Six mois après Incroyable mais vrai, nous revoilà déjà sur la planète Dupieux. Une escale obligée chaque année, à laquelle on consent, pour peu qu’on soit un fervent zinzinphile, sans bouder son plaisir. Alors devant une bande de couillons en lycra bleu et jaune qui corrige une invraisemblable tortue géante, un casting « de malade[s] » et un rat répugnant version scabreuse de Splinter des Tortues Ninja doublée par Chabat, dur de faire la fine bouche.
Avec ce Fumer fait tousser, Dupieux parvient à concilier avec brio deux registres de son cinéma qui depuis quelques films semblaient se concurrencer, à savoir celui de l’absurde et celui de la fable, lequel commençait d’empiéter sur l’autre avec Mandibules. Cette fois, le récit cadre du séminaire des super-héros, congédiés par leur boss afin qu’ils se ressoudent, se présente en lieu de l’absurde enchâssant une série de fables à la loufoquerie noire et grand-guignolesque narrés au coin du feu façon Contes de la crypte. Sa verve délaissée dans Incroyable mais vrai, qui lorgnait davantage du côté d’une dramaturgie fabulaire et plus conventionnelle, Dupieux la retrouve dans ce terrain de jeu narratif aux personnages pops et décérébrés, aussi grisant que grinçant.

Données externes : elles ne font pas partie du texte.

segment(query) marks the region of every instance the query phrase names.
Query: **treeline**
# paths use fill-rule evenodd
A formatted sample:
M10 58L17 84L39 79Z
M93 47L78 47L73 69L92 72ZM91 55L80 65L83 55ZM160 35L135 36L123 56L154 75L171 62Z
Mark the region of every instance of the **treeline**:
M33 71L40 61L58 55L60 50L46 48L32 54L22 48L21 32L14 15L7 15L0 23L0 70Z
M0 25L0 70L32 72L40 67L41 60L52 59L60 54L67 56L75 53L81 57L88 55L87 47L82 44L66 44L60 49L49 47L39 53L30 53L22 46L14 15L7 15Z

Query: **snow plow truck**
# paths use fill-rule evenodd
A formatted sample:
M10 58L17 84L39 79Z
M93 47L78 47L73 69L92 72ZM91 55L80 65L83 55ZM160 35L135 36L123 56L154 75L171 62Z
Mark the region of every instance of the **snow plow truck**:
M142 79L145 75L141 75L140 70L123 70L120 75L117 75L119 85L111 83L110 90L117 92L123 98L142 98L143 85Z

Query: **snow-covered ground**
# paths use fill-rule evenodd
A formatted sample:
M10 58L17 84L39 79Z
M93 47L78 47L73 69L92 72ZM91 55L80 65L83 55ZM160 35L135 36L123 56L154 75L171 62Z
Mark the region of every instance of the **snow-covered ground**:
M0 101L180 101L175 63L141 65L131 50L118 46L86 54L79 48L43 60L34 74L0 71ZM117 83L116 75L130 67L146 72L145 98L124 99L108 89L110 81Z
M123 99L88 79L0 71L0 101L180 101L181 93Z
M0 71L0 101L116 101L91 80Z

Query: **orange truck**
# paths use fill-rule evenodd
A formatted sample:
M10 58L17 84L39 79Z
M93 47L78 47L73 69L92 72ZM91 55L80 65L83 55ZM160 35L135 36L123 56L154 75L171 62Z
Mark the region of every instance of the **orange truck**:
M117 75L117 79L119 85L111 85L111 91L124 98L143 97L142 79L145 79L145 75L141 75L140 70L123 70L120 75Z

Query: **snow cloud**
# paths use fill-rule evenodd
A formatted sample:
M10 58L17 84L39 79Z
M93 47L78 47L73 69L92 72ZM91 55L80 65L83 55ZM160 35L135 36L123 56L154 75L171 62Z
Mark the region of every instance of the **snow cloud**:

Car à travers la capsule nostalgique puisant dans la série Z et la télé des eighties, l’amour du geste parodique (Les Contes de la Crypte donc, mais aussi Bioman ou encore le Slasher movie), l’univers régressif en carton-pâte et la jubilation mise en abyme de l’acte de raconter, se décèle un nœud d’inquiétudes et de crises : l’abêtissement généralisé, le travail qui broie (littéralement) l’individu, la difficulté à faire groupe, la crainte de la fin du monde, etc. La réplique finale de l’ersatz de Sidéro (San Ku Kaï, 1978) qui répète en boucle « changement d’époque en cours » doit ainsi moins s’interpréter comme le regret d’un impossible retour à un temps révolu que comme l’angoisse d’un avenir obscur. Nul doute, on est bien chez Dupieux, dont l’absurde réjouissant n’a jamais été que l’enrobage déjanté d’un profond désenchantement.
Fumer fait tousser / De Quentin Dupieux / Avec Gilles Lellouche, Vincent Lacoste, Anaïs Demoustier, Jean-Pascal Zadi, Oulaya Amamra / France / 1h20 / Sortie le 30 novembre 2022.